Oxfordshire's social services are creaking at the seams because of the NHS funding crisis, councillors claim.

Conservative county councillors are set to complain to the Oxford Radcliffe Hospitals NHS Trust that changes to its services are putting the social care department under extreme pressure.

On Tuesday, members of the Tory-run council's cabinet called for a halt to cuts in community-based NHS services.

They were told that the knock-on effects meant the council had already spent £250,000 more on social care at this stage of the financial year than projected. It is almost certain this figure will more than double by the end of March next year as demand for council-run services grows due to NHS cuts.

Cabinet member for adult social care Jim Couchman said: "The impact on social services of the reductions in funding are considerable.
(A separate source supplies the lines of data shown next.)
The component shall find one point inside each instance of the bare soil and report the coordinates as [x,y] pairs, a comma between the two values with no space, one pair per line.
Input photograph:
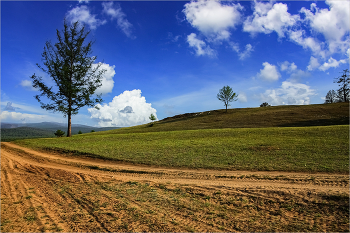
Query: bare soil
[54,192]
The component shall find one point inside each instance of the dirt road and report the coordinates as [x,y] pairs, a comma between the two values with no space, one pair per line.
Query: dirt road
[50,192]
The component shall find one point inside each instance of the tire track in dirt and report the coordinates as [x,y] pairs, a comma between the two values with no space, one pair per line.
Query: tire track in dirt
[48,187]
[312,181]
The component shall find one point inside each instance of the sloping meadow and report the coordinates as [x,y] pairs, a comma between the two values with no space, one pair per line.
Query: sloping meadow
[304,149]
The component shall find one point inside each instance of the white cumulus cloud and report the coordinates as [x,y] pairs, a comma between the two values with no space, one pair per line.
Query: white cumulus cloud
[115,12]
[332,23]
[28,85]
[213,18]
[126,109]
[83,15]
[269,17]
[332,63]
[200,46]
[107,78]
[289,94]
[269,72]
[313,63]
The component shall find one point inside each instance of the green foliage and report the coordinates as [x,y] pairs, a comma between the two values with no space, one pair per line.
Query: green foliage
[59,133]
[152,118]
[343,82]
[226,95]
[69,63]
[265,104]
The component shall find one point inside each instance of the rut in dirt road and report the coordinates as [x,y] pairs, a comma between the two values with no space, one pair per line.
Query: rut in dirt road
[48,192]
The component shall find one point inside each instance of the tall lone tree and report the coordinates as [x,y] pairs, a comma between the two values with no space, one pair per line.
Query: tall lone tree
[343,82]
[226,95]
[69,64]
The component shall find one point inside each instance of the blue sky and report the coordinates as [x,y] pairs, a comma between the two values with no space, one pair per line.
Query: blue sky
[172,57]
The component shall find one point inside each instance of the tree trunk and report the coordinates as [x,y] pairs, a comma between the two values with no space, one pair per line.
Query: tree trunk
[69,131]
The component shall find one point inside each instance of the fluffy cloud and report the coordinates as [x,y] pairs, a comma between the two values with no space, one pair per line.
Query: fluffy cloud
[107,78]
[269,72]
[331,63]
[212,18]
[115,12]
[313,63]
[288,93]
[286,66]
[28,85]
[246,53]
[333,24]
[82,14]
[9,107]
[292,69]
[268,17]
[126,109]
[200,46]
[242,97]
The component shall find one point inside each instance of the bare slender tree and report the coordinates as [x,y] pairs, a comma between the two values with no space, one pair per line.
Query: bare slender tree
[69,64]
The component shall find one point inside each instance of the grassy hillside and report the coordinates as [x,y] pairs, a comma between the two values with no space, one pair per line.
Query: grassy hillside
[265,140]
[44,130]
[307,149]
[24,132]
[274,116]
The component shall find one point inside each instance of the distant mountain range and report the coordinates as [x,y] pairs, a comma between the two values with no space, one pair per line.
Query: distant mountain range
[14,131]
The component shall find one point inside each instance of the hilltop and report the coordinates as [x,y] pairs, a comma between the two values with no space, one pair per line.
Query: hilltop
[261,117]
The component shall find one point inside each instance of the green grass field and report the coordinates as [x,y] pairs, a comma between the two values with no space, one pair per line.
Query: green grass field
[306,149]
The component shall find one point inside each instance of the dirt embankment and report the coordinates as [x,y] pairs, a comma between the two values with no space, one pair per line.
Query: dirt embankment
[48,192]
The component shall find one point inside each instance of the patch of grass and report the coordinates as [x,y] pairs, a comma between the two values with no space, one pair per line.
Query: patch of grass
[211,146]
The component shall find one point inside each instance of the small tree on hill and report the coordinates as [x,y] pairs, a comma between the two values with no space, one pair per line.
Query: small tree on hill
[152,118]
[59,133]
[265,104]
[69,63]
[331,97]
[226,95]
[343,82]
Some of the NHS service changes and proposals are positive and will lead to better services for patients.

"But some of the changes being introduced are apparently simply to save the ORH money and apparently with no consideration of the impact on other organisations, such as social services.

"The NHS should discuss such huge changes with ourselves and other organisations and with the public."

At the cabinet meeting, councillors were told: * A joint primary care trust and council budget used to buy care home beds for the elderly was £300,000 overspent by the end of May and planned expenditure for September was now being used * An NHS fund to pay for long-term care beds was not increased in line with inflation this year, putting more pressure on the same budget * The ORH is reducing the average length of time people spend in hospital, leading to increased demand for social care beds * Some 31 beds in the Radcliffe Infirmary have been closed this year and while PCTs are paying for alternative beds this financial year, there is no commitment for payment to continue next year.

Labour county councillors claimed the Conservatives' budget for adult social care was being blown off course by a failure to provide enough money.

Before the 2006-07 budget was finalised at the start of the year, Sue Scane, the council's chief financial officer, warned that the delivery of plans for older people would be "a financial and performance risk to the authority".

Labour group social care spokesman Barbara Gatehouse said: "The county council has been underfunding social services and letting the NHS bear the cost of keeping people in hospital.

"Now it must face up to its responsibilities and fund the care these people need. This was a very mean budget, based on deeply flawed assumptions - now the flaws are being exposed."